Borders and Amazon, and Books That Die (Failing Writer #37)

True failing, not false modesty:

As my book slides down the sales lists – now all the way down to 500,000 on Amazon’s list -I wonder about promotion of new titles.

Already, before the Borders Chapter 11 fiasco, fewer and fewer titles were being sold in book stores, and fewer bookstores existed.  So we had both fewer venues and the proliferation of movies, CDs, magazine, and food-vendor stores.

The End of Boys is an indie book, but it is also a dropped book.  My editor was laid off during the editing process (then immediately got a job at a bigger house because she’s intelligent, precise, hard-working, etc.), and the book is left without a leader, without someone to champion the title.
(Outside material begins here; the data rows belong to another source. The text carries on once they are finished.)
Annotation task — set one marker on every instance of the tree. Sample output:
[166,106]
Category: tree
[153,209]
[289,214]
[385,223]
The manager at Borders told me two days ago that although people are asking for my book every day – and it’s sold out at the store – they can’t order more copies.  The liquidation company won’t allow it.  So those are lost sales.

And who do I know in the South?  In Middle America?  In Delaware?

All combined, a failing title.  My nearest bookstore – Borders – is going out of business.  My national presence is zero (especially without an editor to solicit reviews and spread the word in the industry).

Not that I am completely without help.

Ben LeRoy – with Tyrus – is ironically trying to help me, putting it in the hands of reviewers, spreading the word.  This is ironic because he offered on the book and we (my agent and I) chose to go with a different house.  So LeRoy is promoting a title that his publishing company did not acquire.

Also, I have my local small bookstores, Tsunami, Smith Family, J. Michaels.

And my agent, my former editor, a few industry people I know.

Plus, I have my network of friends, family, and first readers.  But will it be enough to save the book?  Probably not.  The average book in the U.S. sells fewer than 2000 copies.  I’ve sold fewer than 2000 copies, therefore, The End of Boys is average.

Will Amazon take a bigger market share?  Bigger than the 12.5% of indie titles last year?

I don’t know.  Is The End of Boys a good enough book to take off just because people have spread the word?  I don’t know that either.